Simulation of the Propagation of Circumferential Crack in the Cylindrical Element Structure Exposed to Cyclic Loadings

Abstract

The purpose of these studies was to work out the methods for the computation of crack development in the plate and axisymmetric elements of structures at cyclic loading for the plasto-elastic arrangement using the conception of the accumulation of scattered damages in the material. In the domain in question, we simulated the processes of alternating-sign plasto-elastic deformation and the material crack resistance was estimated using the fatigue test data for smooth specimens. Thermal and elastically-deformed states of the structure were determined for different loading modes using the finite elements method. The material damageability was assessed for the curves of low-cycle fatigue and for the range of plasto-elastic deformations on the route of probable crack propagation using the hypothesis of linear summation.

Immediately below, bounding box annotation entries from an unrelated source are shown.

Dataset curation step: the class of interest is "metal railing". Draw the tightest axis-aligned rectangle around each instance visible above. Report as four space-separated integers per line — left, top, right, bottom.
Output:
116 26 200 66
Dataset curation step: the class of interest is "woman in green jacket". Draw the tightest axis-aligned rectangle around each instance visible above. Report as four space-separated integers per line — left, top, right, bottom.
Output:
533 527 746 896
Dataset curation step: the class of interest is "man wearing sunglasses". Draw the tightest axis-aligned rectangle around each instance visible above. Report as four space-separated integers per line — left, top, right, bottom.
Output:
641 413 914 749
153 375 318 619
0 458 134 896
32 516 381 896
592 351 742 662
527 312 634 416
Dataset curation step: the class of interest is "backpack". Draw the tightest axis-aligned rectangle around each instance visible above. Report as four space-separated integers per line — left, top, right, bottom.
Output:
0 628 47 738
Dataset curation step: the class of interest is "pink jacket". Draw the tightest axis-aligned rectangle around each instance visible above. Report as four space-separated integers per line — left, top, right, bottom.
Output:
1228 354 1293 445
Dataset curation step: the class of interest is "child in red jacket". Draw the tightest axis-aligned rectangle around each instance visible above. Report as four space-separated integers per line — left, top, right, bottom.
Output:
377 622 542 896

As soon as a critical value of the damageability is achieved the crack is propagated stepwise for the specified step. As an example, consideration was given to the kinetics of circumferential crack in the cylindrical element exposed to the axial-symmetric cyclic loading. The contact of crack edges was taken into consideration for compressing loading semicycles. The obtained data agree with the data obtained using the Newman method. The suggested technique can be used for the estimation of survivability of the elements of steam turbines (heat rotor grooves at start-up-stop modes, blade and disk interlocks, etc.).